À l’heure du Vibe Coding, la spec OpenAPI devient le cahier des charges technique que vous rédigez avant de demander à l’IA de coder. Elle est lisible par les humains, parsable par les machines, et constitue la source de vérité qui survit à toutes les réécritures. Mieux encore : plutôt que de définir ses schémas localement dans components/schemas, une spec OpenAPI mature peut les référencer depuis un Schema Registry via un $ref distant. Le registry devient alors la source unique depuis laquelle toutes les specs consomment leurs définitions, sans jamais les dupliquer.

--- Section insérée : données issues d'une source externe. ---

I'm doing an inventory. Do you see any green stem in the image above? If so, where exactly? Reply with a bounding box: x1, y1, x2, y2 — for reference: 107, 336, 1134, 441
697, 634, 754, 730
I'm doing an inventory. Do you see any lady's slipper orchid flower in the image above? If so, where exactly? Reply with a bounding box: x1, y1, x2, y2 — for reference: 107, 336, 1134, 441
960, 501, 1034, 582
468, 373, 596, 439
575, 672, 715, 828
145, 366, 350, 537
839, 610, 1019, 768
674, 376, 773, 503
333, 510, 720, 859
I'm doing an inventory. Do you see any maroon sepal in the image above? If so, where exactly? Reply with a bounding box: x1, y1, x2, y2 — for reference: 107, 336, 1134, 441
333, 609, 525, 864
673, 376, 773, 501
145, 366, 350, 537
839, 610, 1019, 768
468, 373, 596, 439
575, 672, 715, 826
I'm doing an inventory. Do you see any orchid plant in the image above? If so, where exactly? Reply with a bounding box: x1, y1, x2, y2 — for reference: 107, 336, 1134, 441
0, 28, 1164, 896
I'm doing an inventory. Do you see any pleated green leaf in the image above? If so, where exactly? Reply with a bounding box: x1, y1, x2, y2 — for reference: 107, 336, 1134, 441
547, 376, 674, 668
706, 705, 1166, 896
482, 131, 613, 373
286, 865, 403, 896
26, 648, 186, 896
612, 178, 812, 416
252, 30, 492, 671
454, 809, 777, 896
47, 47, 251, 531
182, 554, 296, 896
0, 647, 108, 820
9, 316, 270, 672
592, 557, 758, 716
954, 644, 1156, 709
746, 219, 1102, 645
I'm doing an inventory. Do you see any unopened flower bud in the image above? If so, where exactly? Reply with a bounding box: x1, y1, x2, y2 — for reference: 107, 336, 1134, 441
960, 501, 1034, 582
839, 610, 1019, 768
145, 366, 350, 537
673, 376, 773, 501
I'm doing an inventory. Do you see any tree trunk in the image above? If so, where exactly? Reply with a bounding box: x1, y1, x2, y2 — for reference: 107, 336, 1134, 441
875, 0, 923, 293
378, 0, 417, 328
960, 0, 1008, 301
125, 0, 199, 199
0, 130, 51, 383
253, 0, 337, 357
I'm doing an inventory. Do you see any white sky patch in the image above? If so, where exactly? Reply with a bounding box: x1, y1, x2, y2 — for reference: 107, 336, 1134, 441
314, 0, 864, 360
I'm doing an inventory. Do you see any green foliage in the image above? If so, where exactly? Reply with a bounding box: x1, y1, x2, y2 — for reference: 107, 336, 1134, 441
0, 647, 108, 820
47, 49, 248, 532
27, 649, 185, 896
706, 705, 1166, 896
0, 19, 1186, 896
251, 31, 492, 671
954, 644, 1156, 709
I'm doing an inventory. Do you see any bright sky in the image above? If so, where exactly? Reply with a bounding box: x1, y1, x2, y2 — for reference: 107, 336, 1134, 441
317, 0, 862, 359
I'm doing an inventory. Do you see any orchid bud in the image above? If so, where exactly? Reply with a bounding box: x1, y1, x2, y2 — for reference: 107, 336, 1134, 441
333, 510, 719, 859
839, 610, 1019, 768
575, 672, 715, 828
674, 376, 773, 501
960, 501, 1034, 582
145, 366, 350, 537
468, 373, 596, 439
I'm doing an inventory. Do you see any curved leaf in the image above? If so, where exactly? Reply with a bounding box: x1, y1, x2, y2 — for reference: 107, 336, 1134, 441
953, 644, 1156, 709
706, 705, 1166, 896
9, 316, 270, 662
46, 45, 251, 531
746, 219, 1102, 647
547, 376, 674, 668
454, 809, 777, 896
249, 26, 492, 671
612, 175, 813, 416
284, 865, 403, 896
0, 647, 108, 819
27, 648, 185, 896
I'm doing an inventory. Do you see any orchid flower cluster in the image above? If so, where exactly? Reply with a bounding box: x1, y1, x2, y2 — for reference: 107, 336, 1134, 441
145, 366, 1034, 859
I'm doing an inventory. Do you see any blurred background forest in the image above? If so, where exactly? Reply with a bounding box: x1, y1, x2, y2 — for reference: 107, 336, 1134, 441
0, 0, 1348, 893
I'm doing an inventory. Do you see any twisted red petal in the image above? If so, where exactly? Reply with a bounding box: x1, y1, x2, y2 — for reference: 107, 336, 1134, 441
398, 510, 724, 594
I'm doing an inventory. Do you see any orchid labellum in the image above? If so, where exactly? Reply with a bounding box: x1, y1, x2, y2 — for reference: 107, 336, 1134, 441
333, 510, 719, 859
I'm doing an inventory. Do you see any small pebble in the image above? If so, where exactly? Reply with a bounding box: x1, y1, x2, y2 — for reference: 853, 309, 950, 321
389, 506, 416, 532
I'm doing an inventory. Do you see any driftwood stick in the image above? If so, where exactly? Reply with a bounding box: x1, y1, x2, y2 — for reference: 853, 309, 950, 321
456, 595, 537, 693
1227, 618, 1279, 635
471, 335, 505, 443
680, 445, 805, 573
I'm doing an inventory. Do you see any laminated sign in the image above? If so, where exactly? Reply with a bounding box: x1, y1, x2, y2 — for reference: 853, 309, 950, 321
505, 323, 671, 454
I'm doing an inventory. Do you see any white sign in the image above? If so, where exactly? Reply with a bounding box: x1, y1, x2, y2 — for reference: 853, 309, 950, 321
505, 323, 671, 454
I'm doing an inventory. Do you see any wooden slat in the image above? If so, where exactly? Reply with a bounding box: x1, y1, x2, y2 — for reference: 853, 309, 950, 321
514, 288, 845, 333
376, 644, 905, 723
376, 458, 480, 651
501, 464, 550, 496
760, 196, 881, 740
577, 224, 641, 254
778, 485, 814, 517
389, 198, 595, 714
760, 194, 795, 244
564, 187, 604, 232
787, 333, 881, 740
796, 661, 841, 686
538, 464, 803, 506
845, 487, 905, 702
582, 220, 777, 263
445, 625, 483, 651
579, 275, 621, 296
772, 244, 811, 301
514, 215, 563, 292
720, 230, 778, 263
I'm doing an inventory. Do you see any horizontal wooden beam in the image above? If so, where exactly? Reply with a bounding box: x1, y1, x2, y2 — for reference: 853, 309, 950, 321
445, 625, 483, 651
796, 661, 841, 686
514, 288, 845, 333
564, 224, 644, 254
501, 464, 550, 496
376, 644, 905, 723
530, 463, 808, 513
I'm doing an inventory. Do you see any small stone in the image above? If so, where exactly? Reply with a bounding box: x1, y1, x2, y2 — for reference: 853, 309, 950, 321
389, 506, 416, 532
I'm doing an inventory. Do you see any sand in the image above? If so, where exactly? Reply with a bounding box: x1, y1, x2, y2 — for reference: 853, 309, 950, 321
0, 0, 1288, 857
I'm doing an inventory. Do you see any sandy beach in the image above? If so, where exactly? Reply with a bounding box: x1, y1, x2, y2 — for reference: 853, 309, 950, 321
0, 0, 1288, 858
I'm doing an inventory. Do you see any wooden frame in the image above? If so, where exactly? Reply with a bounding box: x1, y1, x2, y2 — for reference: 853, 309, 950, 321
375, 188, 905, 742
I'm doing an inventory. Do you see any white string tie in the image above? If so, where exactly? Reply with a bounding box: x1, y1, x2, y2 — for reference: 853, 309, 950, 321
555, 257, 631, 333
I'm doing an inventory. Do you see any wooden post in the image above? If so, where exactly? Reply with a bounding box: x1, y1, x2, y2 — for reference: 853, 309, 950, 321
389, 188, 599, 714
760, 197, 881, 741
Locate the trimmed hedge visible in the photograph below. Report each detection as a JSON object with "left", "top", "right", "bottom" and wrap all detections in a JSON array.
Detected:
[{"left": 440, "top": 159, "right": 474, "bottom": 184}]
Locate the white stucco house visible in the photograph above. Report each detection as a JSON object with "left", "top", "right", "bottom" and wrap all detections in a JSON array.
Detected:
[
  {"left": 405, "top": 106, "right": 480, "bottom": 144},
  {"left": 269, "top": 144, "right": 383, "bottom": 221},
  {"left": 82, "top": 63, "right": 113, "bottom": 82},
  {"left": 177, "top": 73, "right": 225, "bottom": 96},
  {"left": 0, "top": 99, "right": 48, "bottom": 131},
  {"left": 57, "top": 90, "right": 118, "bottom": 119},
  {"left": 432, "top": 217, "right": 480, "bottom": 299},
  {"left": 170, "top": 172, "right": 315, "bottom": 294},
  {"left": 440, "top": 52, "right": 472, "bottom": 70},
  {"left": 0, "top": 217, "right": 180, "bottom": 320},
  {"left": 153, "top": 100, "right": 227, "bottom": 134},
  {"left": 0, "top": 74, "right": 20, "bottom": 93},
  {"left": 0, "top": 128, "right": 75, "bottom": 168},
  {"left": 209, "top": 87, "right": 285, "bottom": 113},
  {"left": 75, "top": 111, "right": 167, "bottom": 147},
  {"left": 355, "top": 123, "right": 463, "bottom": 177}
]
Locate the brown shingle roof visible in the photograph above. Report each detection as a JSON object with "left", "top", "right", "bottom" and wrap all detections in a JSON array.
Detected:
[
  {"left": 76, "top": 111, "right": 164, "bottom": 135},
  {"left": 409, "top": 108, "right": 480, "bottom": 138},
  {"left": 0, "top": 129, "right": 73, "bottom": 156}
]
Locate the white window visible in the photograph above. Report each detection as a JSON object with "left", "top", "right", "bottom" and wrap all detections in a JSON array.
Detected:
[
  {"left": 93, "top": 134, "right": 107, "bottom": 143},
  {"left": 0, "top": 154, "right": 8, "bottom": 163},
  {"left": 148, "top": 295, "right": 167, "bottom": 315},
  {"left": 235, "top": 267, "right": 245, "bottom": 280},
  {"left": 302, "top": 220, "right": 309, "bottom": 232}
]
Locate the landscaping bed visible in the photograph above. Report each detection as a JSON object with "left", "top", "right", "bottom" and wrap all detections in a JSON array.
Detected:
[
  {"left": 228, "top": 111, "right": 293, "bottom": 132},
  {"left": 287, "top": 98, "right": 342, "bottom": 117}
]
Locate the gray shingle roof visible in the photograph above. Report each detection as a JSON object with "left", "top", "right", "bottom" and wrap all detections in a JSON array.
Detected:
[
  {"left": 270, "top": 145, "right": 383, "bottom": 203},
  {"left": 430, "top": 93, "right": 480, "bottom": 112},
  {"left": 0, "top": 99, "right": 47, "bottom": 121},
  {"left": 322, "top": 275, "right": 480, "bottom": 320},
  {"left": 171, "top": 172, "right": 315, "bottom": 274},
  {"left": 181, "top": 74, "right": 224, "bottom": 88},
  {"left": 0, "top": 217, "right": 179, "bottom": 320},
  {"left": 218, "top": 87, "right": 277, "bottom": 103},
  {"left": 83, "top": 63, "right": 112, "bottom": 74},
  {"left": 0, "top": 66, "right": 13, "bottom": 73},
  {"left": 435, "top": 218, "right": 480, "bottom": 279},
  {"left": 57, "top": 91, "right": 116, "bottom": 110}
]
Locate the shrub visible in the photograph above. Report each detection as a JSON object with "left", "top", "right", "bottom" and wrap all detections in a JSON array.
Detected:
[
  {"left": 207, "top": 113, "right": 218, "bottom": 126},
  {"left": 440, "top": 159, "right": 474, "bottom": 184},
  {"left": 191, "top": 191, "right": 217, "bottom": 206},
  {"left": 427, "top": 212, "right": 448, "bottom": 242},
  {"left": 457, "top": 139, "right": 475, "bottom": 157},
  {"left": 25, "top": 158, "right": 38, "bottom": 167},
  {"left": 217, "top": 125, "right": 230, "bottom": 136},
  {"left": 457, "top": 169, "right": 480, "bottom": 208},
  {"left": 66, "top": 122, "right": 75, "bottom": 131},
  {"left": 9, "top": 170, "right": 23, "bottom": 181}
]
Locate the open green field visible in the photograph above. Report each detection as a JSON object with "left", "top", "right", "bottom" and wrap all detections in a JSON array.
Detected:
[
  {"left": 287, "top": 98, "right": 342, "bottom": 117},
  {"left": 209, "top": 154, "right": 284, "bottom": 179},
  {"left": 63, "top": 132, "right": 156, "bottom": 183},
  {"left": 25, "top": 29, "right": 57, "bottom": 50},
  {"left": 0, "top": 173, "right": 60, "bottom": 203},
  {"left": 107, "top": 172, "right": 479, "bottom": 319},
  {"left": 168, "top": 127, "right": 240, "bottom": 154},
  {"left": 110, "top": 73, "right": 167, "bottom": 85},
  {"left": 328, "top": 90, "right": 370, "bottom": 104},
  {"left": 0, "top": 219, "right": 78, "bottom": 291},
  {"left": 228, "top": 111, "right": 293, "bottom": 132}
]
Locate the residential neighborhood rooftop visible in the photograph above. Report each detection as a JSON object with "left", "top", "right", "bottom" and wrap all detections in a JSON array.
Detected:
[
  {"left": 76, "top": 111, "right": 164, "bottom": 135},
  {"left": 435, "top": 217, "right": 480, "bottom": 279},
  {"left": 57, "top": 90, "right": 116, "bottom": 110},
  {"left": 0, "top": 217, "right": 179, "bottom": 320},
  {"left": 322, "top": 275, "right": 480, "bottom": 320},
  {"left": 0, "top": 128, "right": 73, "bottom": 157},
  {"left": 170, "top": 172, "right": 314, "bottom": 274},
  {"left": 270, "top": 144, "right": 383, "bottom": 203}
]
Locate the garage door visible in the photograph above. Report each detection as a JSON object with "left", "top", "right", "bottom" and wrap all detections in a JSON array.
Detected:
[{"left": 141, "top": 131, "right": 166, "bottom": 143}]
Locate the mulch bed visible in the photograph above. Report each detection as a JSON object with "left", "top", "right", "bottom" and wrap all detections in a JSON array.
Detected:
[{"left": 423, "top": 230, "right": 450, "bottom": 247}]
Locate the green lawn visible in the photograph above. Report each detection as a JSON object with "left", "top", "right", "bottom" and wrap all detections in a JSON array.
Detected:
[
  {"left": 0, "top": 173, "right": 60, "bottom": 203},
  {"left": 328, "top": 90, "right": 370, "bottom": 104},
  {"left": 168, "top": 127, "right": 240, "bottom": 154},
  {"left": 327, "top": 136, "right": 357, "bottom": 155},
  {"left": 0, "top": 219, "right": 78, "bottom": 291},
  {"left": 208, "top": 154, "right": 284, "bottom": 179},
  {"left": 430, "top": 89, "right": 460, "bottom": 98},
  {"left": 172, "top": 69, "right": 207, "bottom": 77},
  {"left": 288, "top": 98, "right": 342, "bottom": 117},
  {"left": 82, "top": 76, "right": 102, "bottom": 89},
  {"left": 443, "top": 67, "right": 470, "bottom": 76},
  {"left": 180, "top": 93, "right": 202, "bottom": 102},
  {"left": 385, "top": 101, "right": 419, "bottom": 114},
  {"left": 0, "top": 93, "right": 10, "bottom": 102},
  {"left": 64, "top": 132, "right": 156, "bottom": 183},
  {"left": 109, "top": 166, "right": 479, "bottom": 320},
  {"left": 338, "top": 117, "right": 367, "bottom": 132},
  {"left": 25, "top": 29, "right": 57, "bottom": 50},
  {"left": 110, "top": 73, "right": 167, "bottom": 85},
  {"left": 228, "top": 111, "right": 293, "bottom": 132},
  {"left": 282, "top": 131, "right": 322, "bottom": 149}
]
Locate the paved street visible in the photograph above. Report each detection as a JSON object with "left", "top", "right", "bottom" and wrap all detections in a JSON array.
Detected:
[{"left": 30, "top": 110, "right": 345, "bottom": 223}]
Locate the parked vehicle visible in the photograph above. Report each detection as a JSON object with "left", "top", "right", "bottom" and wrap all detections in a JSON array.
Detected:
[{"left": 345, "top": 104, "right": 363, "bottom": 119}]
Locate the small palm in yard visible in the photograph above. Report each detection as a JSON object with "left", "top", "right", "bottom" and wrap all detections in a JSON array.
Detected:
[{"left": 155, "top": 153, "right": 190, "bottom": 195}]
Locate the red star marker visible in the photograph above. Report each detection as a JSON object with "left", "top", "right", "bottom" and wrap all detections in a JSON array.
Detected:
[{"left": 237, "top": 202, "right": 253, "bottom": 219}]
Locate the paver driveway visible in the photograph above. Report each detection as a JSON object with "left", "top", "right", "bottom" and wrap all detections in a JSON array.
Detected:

Schema Registry : la mémoire partagée de vos contrats

Avoir de beaux schémas ne suffit pas si chaque équipe les stocke dans un coin différent de son repo. C’est là qu’entre en jeu le Schema Registry : un registre centralisé qui référence, versionne et distribue tous les schémas de l’organisation. Confluent Schema Registry pour les architectures Kafka, AWS Glue Schema Registry pour l’écosystème cloud AWS, Apicurio Registry ou simplement un repo Git dédié avec une convention de nommage stricte : la forme importe moins que la discipline qu’elle impose.

Ce que le Schema Registry apporte est fondamental : la compatibilité entre versions devient vérifiable automatiquement. Avant de déployer un producteur qui fait évoluer un schéma, le registry peut garantir que les consommateurs existants ne seront pas cassés (compatibilité backward, forward ou full). C’est une forme de test de non-régression appliqué non pas au code, mais aux interfaces entre systèmes. À l’ère du Vibe Coding, où de nouveaux services émergent quotidiennement, ce garde-fou devient indispensable pour éviter que la vélocité individuelle ne se transforme en dette collective.

Data Contracts : quand le schéma devient engagement organisationnel

Un schéma décrit une structure. Un data contract va plus loin : il formalise les responsabilités autour de cette structure. Qui produit la donnée ? Qui la consomme ? Quel est le SLA de fraîcheur ? Qui est notifié en cas de rupture de compatibilité ? Quelle est la politique de déprécation ? Et surtout : le contrat ne réinvente pas le schéma, il le référence depuis le Schema Registry. C’est ce lien qui lui donne sa force : l’engagement organisationnel est ancré sur une définition technique versionnée et immuable, de sorte que toute évolution du schéma dans le registry peut déclencher une renégociation formelle du contrat.

Des outils comme Soda ou le framework Open Data Contract permettent de matérialiser ces engagements dans un fichier versionnable, au même titre que du code. Un data contract type embarque le schéma JSON ou Avro, les métadonnées métier (propriétaire, domaine, criticité), les règles de qualité (taux de nullité accepté, unicité, fraîcheur maximale) et les modalités de changement (préavis requis, canal de communication). C’est le passage d’une culture du best effort à une culture de la fiabilité explicite : chaque producteur de donnée signe, en quelque sorte, un accord de niveau de service envers ses consommateurs.

Pour les équipes qui pratiquent le Vibe Coding, adopter les data contracts est une façon élégante de réconcilier deux ambitions qui semblent s’opposer : la liberté de générer vite, et la rigueur de livrer des systèmes dignes de confiance.